Guiding Question: What are the priorities of Black teachers? How do they differ from those of white teachers? Please comment below the blog with your response.

We’ll be discussing this live next week in a 5 day series (Monday-Friday around 9ish) via Periscope @banketheauthor and Facebook live @

**Author’s note: This blog was written before the Dallas killings. It is not our intention to ignore that tragedy (Dallas actually has one of the most community orientated police departments in the country) but to focus on the parallel between Black Lives Matter and the role of today’s Black educator.**

Black Teacher Matters

Two more Black lives have ended at the hands of the police and people have questions, outrage. I say two more Black lives because I don’t know their names and I really don’t want to.  Is that shameful? Probably.  I say two more Black lives at the hands of police, because that is factual. No one can argue that. Words like “killed” and “murdered” are too strong for the fragility that stands in the way of true discourse. It’s crazy how law enforcement and their families will argue you down about even that. Like, uh, are y’all looking at the same numbers we’re looking at? Watching the same videos? No one is saying all cops are bad, but by sticking to the “don’t snitch” code and the “blue wall of silence”, in response to obvious misconduct, cops are saying that themselves. My brother is a cop. And not a play brother and not a play cop. People say fuck the police and I speak up and check ‘em. “No, not fuck all police. There are some good police and we need good people to sign up to police.” Yet, in their aggressive delusion, ill logical denials, misguided boycotts, proclamations that “Blue Lives Matter” and noisy silence police say, “fuck the people” and who amongst them speaks up against that?
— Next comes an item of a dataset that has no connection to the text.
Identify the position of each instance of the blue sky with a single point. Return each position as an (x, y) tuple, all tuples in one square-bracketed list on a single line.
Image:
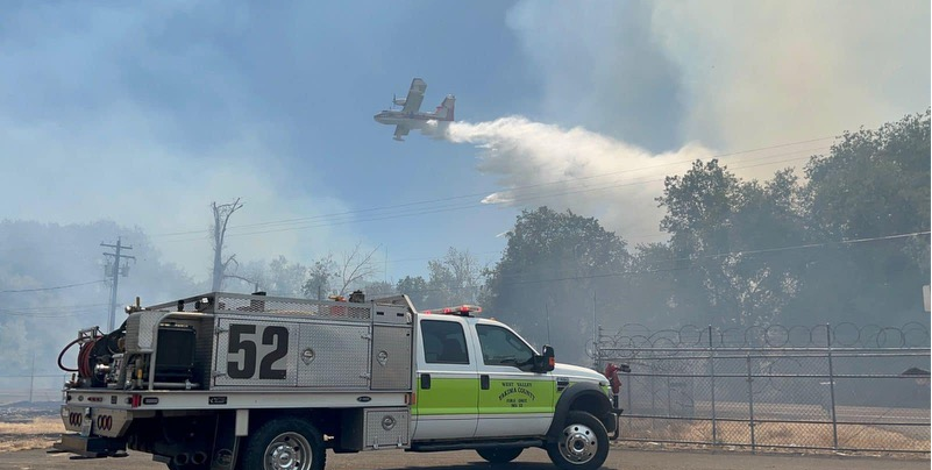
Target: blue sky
[(146, 112)]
Fuck if these bodies, these numbers don’t indicate a racist system.  Like, can’t we even agree on that? But denial runs deep and so does fragility.  So we bottle our own anger and our own hurt to sit down and have these same kind of conversations with teachers about suspensions and classroom removals and expectations, they flex the same bullshit and say we’re accusing teachers of being racist. No, we’re saying the system is racist and any teacher who can’t admit that and explore their own role in that racist system isn’t fit to teach our kids. Straight like that. Black teachers need this exploration first. 3500 teachers in the RCSD, I wonder how many of them are Black, and how many of them are ‘woke, and then I wonder what would happen if those Black teachers had a press conference and said anti-racism training is needed, and so are restorative practices, a curriculum that is culturally responsive (and therefore by definition socioemotional), and the new code of conduct too. But very few are willing to bite the hand of a union that’s been the only stable factor in a fundamentally fucked up district who needs to acknowledge its own wrong doing.

All of our hands are equally bloody. We kill our students slow when we can’t even admit the realities of the world we claim we’re preparing them for. We kill our students through our silence when our allegiance to the profession is stronger than our allegiance to serve. We kill ourselves when we stay in positions we know we’ve outgrown. And we all kill each other by not seeing and tapping into the power that we each have.



1 Comment

  1. So…I wrote and recorded this piece on Thursday. On Friday I debated whether I should still post it in light of what happened in Dallas. I decided to proceed because contrary to what popular media says, Black Lives Matter and all movements for the betterment of Black people are not anti-cop or anti-anything for that matter. Friday night my husband and I joined in a Black Lives Matter rally and were arrested and held overnight. That experience was harrowing yet illuminating and I look forward to sharing it with you all soon.